Stephen Margheim

Workshop: SQLite on Rails: From rails new to 50k concurrent users and everything in between

OSS contributor. Head of Engineering at Test IO.

SQLite on Rails: From rails new to 50k concurrent users and everything in between

Hands-on building Rails applications using SQLite! This workshop offers a mix of the basics (rails new with SQLite and Solid gems, getting backups setup, core deployment considerations, etc.) and more advanced use-cases, like installing extensions, running multiple databases, full-text search, etc.

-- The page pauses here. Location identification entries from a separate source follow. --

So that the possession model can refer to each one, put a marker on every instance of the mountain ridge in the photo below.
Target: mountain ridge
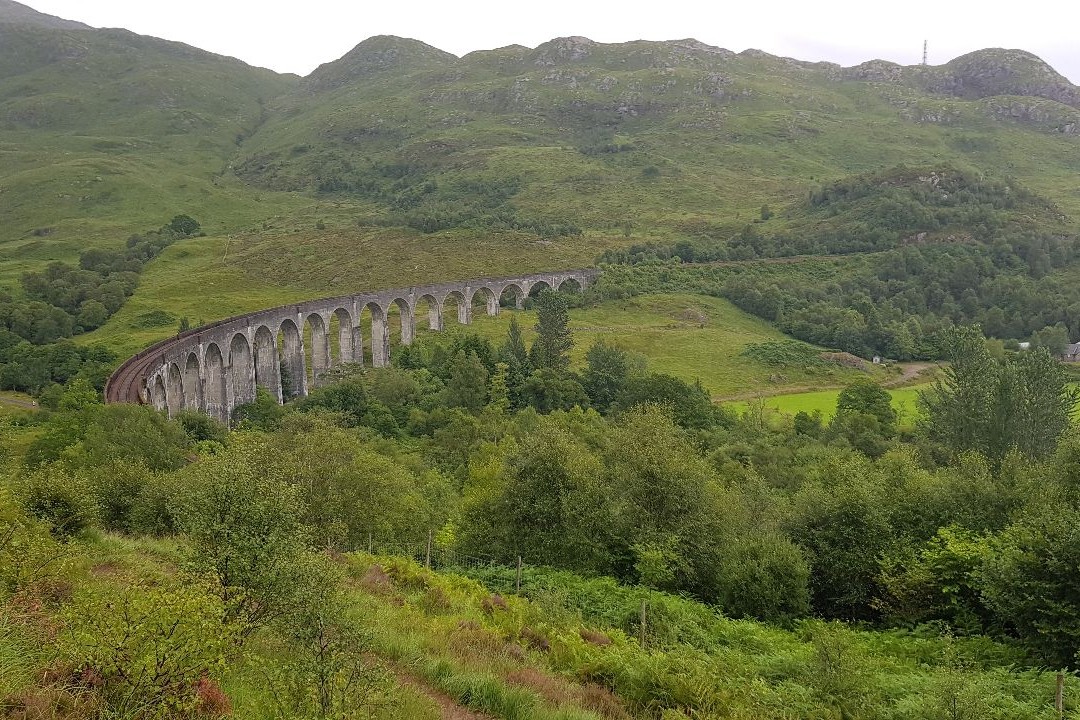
(105, 133)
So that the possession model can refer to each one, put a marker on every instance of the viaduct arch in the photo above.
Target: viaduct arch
(217, 367)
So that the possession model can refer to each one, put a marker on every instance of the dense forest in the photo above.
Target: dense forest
(949, 526)
(64, 300)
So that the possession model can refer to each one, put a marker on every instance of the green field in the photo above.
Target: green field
(904, 401)
(689, 336)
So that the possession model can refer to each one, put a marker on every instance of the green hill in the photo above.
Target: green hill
(514, 160)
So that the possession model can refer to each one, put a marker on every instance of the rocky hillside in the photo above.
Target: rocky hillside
(105, 132)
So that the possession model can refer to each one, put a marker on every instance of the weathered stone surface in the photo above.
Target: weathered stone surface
(217, 367)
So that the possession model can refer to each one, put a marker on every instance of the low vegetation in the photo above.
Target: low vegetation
(679, 559)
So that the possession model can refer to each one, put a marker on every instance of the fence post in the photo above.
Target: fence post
(643, 623)
(1060, 696)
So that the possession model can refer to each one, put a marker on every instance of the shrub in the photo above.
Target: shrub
(148, 649)
(59, 498)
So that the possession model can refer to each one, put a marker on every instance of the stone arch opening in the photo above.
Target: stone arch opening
(373, 326)
(174, 390)
(192, 383)
(485, 300)
(294, 379)
(267, 365)
(538, 287)
(428, 304)
(241, 371)
(512, 296)
(158, 393)
(345, 338)
(401, 324)
(462, 310)
(215, 401)
(316, 341)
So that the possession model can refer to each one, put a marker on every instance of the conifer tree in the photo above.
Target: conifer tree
(551, 350)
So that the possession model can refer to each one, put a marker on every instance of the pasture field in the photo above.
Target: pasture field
(691, 337)
(904, 401)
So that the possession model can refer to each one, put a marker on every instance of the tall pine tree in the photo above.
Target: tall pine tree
(551, 350)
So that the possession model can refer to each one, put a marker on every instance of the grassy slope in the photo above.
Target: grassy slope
(691, 337)
(904, 401)
(432, 628)
(105, 133)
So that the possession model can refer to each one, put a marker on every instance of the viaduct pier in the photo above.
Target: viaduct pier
(216, 367)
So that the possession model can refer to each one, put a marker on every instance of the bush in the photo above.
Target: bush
(765, 576)
(63, 500)
(148, 650)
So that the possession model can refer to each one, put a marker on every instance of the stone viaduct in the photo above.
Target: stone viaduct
(217, 367)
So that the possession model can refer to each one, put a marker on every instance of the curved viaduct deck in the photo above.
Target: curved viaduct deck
(216, 367)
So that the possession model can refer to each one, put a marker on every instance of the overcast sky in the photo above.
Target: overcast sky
(297, 37)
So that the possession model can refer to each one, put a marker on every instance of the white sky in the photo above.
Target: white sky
(296, 37)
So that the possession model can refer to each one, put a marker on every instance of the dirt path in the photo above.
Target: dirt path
(448, 709)
(912, 371)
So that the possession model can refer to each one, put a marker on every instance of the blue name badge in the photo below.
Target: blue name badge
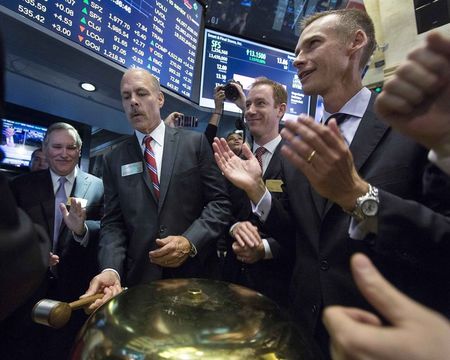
(131, 169)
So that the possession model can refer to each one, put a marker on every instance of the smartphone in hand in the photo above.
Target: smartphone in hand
(186, 121)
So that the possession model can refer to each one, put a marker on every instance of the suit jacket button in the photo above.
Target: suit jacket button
(324, 266)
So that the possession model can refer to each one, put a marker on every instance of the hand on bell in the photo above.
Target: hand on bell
(173, 251)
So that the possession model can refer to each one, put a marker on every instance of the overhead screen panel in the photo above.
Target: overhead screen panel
(161, 36)
(228, 57)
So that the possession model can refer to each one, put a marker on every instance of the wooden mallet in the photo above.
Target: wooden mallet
(56, 314)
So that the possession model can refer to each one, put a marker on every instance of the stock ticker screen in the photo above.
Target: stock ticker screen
(159, 35)
(227, 57)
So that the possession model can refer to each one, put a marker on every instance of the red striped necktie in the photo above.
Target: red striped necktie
(340, 117)
(150, 162)
(259, 152)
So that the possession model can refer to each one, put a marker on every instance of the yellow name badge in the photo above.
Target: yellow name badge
(274, 185)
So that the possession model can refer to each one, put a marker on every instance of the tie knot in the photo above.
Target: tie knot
(147, 140)
(340, 117)
(260, 151)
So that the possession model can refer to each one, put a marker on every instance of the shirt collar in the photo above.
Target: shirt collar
(70, 177)
(356, 106)
(157, 134)
(270, 146)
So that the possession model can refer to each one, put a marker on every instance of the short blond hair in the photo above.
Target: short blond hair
(350, 20)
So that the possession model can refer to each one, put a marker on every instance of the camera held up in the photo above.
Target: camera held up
(231, 92)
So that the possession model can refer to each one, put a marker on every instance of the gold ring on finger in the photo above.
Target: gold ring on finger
(311, 156)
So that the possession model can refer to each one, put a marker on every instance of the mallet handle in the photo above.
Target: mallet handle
(85, 301)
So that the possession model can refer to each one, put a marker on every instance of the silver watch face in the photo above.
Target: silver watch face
(369, 207)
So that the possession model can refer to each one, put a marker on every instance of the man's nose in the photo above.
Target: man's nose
(299, 61)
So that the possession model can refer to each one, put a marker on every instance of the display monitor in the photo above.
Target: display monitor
(227, 57)
(275, 22)
(18, 141)
(159, 35)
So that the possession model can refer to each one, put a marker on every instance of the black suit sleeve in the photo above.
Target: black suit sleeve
(24, 253)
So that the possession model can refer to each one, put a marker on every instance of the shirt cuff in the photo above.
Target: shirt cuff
(267, 252)
(441, 161)
(360, 229)
(262, 209)
(82, 240)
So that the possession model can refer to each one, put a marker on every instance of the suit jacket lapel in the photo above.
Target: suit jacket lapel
(368, 135)
(171, 140)
(47, 196)
(135, 153)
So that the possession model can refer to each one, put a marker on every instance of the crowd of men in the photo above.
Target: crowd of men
(297, 213)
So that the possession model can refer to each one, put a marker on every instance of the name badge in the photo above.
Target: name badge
(81, 200)
(274, 185)
(131, 169)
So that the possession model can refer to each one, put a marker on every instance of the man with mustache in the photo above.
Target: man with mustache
(165, 200)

Learn how to build and deploy a Rails application using SQLite with hands-on exercises! Together we will take a brand new Rails application and walk through various features and enhancements to make a production-ready, full-featured application using only SQLite. We will take advantage of SQLite’s lightweight database files to create separate databases for our data, job queue, cache, error monitoring, etc. We will install and use a SQLite extension to build vector similarity search. We will setup point-in-time backups with Litestream. We will also explore how to deploy your application. By the end of this workshop, you will understand what kinds of applications are a good fit for SQLite, how to build a resilient SQLite on Rails application, and how to scale to 50k+ concurrent users.

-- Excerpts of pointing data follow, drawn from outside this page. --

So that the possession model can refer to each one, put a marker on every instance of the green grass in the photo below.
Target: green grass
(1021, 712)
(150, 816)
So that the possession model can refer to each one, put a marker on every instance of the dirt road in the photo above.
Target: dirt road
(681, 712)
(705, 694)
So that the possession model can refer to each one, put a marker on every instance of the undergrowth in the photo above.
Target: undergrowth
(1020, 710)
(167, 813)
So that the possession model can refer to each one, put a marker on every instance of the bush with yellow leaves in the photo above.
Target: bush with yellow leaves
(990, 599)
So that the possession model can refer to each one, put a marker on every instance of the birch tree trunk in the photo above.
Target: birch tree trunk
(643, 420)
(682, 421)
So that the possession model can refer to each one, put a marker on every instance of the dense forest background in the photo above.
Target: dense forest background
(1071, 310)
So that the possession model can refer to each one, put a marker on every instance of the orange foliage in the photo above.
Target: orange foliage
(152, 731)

This workshop is intended for Rails developers of all levels, though it will likely be most valuable to developers who have pre-existing experience with building and deploying a Rails application.

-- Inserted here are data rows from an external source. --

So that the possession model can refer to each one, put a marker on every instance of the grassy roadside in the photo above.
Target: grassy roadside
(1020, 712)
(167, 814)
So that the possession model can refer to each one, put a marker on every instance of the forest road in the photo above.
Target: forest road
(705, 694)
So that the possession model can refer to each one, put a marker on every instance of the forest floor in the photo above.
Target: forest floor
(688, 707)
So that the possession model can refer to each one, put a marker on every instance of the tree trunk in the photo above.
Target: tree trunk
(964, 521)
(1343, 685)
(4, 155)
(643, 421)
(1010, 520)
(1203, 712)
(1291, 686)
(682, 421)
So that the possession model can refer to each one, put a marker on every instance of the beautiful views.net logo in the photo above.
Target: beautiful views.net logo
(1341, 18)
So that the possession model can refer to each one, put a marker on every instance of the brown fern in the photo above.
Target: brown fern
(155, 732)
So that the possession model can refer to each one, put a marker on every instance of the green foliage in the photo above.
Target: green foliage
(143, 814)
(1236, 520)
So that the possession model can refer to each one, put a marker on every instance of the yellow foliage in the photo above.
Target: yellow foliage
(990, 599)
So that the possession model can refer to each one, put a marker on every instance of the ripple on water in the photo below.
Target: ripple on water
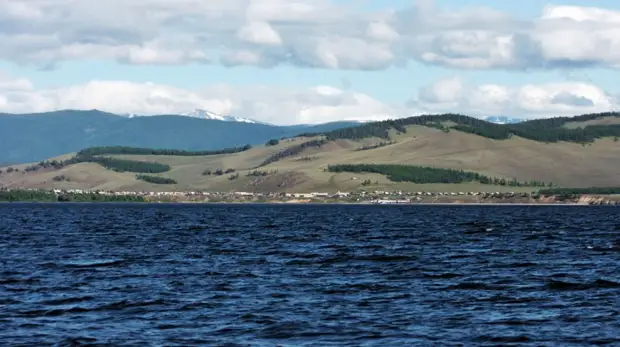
(308, 275)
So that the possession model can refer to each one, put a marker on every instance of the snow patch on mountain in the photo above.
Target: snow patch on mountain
(205, 114)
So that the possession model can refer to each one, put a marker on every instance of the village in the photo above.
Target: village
(374, 197)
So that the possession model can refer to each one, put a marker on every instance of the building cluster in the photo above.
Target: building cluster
(373, 196)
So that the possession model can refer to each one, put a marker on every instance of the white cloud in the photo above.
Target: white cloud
(526, 101)
(315, 33)
(259, 33)
(285, 105)
(277, 105)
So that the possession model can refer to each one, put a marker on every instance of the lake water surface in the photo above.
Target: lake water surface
(325, 275)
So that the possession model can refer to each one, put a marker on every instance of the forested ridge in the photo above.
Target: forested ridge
(155, 151)
(542, 130)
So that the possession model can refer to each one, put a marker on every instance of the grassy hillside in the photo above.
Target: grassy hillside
(302, 164)
(34, 137)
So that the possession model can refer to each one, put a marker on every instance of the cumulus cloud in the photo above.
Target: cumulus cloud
(277, 105)
(286, 105)
(526, 101)
(308, 33)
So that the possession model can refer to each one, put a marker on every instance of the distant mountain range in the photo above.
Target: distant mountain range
(34, 137)
(206, 114)
(503, 120)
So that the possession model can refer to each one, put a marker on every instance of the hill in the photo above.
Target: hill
(34, 137)
(443, 153)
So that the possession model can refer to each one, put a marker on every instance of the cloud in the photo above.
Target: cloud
(306, 33)
(526, 101)
(287, 105)
(277, 105)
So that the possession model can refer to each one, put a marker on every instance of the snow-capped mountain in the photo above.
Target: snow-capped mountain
(205, 114)
(503, 120)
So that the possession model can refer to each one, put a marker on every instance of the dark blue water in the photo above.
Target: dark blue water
(265, 275)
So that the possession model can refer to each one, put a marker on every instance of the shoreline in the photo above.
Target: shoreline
(280, 203)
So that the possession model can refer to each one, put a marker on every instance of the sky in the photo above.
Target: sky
(311, 61)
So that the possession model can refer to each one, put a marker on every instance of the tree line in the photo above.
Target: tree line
(294, 150)
(423, 174)
(541, 130)
(376, 145)
(92, 151)
(47, 196)
(124, 165)
(156, 179)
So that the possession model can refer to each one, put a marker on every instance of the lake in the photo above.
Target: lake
(308, 275)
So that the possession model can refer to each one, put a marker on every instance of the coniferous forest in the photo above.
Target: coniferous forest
(151, 151)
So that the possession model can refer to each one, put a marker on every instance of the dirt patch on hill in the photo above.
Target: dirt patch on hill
(277, 182)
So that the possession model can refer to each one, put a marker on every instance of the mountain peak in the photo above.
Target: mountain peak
(205, 114)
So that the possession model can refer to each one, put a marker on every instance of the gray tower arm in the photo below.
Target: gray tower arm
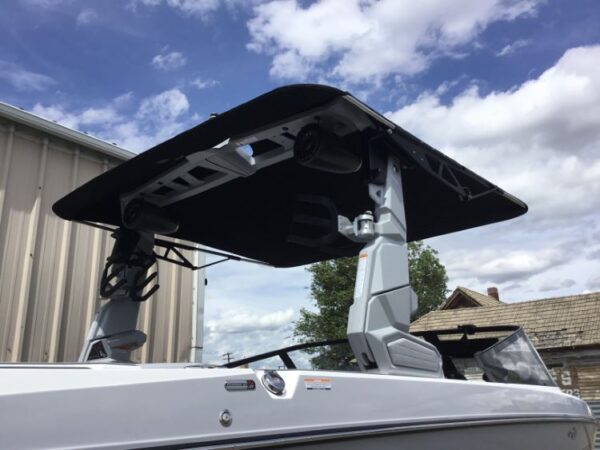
(383, 299)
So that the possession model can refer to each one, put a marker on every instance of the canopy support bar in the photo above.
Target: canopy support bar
(379, 318)
(113, 334)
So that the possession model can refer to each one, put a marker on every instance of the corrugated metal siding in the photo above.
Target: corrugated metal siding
(49, 268)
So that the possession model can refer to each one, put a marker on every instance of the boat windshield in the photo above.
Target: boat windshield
(514, 360)
(468, 353)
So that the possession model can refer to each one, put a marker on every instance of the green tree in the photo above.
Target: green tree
(332, 290)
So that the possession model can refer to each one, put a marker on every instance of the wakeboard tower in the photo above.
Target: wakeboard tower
(301, 174)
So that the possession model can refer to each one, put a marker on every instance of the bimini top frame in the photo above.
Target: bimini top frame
(298, 175)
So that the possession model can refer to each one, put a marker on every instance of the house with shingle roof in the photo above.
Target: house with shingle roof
(564, 330)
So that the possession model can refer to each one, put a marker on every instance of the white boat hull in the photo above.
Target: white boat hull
(121, 406)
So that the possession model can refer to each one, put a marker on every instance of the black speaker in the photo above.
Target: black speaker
(143, 216)
(320, 149)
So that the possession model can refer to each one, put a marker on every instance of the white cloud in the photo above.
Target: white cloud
(204, 83)
(243, 321)
(57, 113)
(164, 107)
(366, 40)
(169, 61)
(44, 3)
(487, 266)
(513, 47)
(554, 285)
(86, 17)
(593, 283)
(540, 140)
(157, 118)
(22, 79)
(192, 8)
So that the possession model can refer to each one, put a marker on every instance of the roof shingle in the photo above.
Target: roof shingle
(550, 323)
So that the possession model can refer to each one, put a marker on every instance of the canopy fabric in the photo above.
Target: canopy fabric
(253, 216)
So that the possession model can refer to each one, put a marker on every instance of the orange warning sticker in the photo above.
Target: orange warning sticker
(317, 384)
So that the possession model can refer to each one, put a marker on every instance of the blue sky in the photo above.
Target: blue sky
(510, 88)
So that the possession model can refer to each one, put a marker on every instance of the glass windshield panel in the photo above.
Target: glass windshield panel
(514, 360)
(326, 357)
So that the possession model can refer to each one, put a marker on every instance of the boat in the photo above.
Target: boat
(301, 174)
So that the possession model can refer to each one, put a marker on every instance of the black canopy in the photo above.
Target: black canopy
(253, 216)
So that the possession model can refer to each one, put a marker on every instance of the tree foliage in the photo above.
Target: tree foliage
(332, 290)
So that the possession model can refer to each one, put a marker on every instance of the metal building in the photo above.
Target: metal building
(49, 268)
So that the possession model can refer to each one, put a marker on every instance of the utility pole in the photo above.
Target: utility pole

The primary desired outcome is the developers feeling knowledgable and comfortable with the differences and details of running a SQLite on Rails application. Secondarily and relatedly, this workshop will provide a hands-on introduction to the emerging SQLite+Ruby/Rails ecosystem of tools.

Bio

I’m an American expat living in Berlin with my wife and 2 dogs. I am a contributor to Rails and the sqlite3-ruby gem as well as the maintainer of a handful of gems aimed at making Rails the absolute best platforms in the world to run SQLite projects.